Kamis, 19 September 2013

Perempuan Tua dan Puzzle

Gadis itu menatap perempuan tua di hadapannya. Ia masih belum mengerti, bagaimana bisa perempuan ini mencintai satu orang saja sepanjang hidupnya. Ya, cinta yang terus menerus dan tidak pernah berhenti. Lelaki itu mati, dan seolah membawa serta sebuah kunci ke dalam liang kuburnya. Kunci itu adalah kunci hati perempuan tadi. Hati yang seolah tidak akan pernah terbuka untuk siapapun, kecuali untuk lelakinya. Padahal, meski waktu telah memanggil gurat dan kerutan pada wajah perempuan tua itu, nyatanya itu semua hanya bisa mengangkat bendera putih; tidak mempu menutupi kecantikan alami perempuan itu. Gadis itu belum mengerti, bagaimana bisa perempuan ini jatuh cinta berkali-kali kepada orang yang sama.
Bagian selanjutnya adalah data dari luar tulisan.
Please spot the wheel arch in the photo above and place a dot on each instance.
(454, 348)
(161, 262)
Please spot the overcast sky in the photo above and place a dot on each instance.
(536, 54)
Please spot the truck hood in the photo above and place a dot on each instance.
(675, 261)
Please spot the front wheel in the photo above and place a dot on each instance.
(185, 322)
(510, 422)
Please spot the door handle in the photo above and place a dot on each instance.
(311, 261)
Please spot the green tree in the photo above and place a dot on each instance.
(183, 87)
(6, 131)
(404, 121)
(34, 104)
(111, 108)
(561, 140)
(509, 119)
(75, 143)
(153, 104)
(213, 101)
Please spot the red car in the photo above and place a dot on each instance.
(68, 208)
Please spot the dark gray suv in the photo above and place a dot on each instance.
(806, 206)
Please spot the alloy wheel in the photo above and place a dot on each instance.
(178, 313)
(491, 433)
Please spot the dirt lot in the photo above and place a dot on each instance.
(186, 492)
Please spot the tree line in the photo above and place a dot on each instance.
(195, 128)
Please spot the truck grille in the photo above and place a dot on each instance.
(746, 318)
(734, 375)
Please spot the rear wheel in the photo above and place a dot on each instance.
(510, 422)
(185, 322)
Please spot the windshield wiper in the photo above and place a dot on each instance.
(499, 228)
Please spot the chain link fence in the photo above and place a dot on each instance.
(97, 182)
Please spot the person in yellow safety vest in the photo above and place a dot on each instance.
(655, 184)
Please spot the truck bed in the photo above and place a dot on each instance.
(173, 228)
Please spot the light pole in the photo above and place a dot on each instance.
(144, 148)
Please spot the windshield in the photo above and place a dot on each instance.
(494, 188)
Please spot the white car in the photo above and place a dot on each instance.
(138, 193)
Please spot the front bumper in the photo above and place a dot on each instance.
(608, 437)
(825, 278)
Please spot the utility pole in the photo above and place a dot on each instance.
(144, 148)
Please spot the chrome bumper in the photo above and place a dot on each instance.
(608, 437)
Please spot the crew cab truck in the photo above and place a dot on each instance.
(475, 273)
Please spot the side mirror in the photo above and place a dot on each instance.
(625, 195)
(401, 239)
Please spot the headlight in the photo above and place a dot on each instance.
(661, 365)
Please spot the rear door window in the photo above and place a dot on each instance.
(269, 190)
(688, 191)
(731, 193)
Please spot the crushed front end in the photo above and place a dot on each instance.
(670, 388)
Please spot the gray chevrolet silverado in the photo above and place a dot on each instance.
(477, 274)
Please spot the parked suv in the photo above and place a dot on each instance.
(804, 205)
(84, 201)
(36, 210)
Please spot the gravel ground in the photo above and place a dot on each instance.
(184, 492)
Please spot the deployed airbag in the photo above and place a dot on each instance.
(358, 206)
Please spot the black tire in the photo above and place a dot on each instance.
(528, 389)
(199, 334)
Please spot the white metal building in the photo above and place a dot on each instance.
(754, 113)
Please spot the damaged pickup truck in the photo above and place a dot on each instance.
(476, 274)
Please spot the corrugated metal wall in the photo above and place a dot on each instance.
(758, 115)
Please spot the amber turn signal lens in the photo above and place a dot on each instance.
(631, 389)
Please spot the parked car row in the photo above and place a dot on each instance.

Ia sepanjang musim duduk di depan jendela, seolah menunggu lelaki itu pulang dikala senja. Pulang, atau membawanya serta pergi. Entah kemana. 

Di hadapannya terhampar sebuah puzzle raksasa. Beberapa bagian sudah tersusun rapi di sana. Terlihat betul bagaimana gigihnya gadis itu menyusunnya satu per satu seorang diri. Segala halangan dan rintangan ia lewati tanpa letih dengan kepala yang selalu ia tegakkan. Ia percaya, bahkan pada titik terlemah, satu-satunya orang yang bisa menolongnya, pada akhirnya adalah dirinya sendiri. Meski ia sadar betul, semua kepingan puzzle itu ia susun berdasarkan sebuah instruksi dari kertas yang kini ia genggam dengan tangan bergetar. 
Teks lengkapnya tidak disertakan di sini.